Means testing Social Security would fundamentally change it from social insurance (a universal system of benefits earned by all who have paid in) to welfare (a system requiring you to prove you are needy in order to qualify for benefits). As social insurance, Social Security provides a foundation of retirement security, family life insurance, and disability income protection for virtually all American workers. Benefits are an earned right based on earnings from which premiums are deducted, as payroll taxes. Social Security uses an earnings replacement concept, recognizing that there is a relationship between your standard of living while working and the benefit you need in order to achieve income security in retirement. The benefit formula already replaces a higher portion of past earnings for low earners than for higher earners. Means testing would violate many of the key principles that have made Social Security so effective and popular for 77 years. For example:
- A means test is a penalty on thrift. It creates a huge disincentive for people to save, buy other insurance, or work part-time in retirement; or for employers to provide pensions to their workers. With a means test, anything else you have reduces your benefit amount.
- A means test undermines the principle that benefits are an earned right. It destroys the link between premiums paid from wages and the benefits that are designed to replace part of those wages.
- A means test would be far more intrusive and expensive to administer than Social Security is today. Applicants for benefits would have to undergo investigations of their income and asset holdings, possibly including the income and assets of others in their households. Investigations would have to be updated frequently as income and wealth change, and benefit levels would have to be adjusted accordingly.

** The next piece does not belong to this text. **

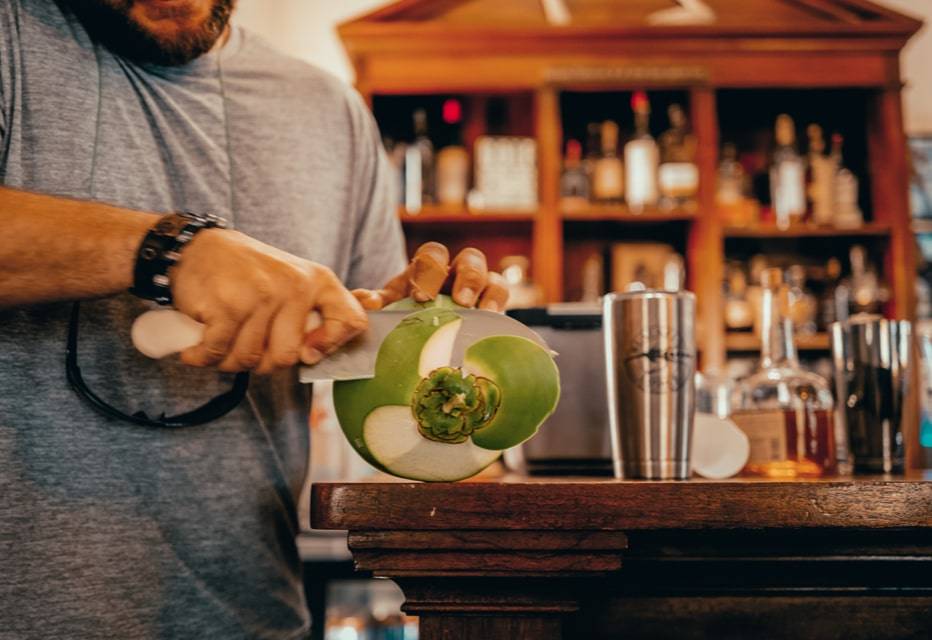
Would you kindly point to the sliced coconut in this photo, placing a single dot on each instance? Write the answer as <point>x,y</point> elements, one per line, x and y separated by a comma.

Most important, means testing would likely cut benefits for the broad middle class, because only a very small share of benefits goes to wealthy people. Only 2 percent of benefits are paid to people with more than $100,000 in other income. One plan, which features means testing and other Social Security benefit cuts, illustrates the problem. This plan would shrink total Social Security benefits paid by 45 percent over 25 years. To cut spending so much—especially when the baby boomers will be in their 70s and 80s and counting heavily on Social Security—would mean deep cuts for middle-class retirees, such as nurses, teachers, firefighters, office workers, and small-business owners.
Means testing Social Security would undermine much of its core strength, turning it into an unpopular welfare program while sharply reducing the adequacy of Social Security benefits for middle-class baby boomers and younger American workers.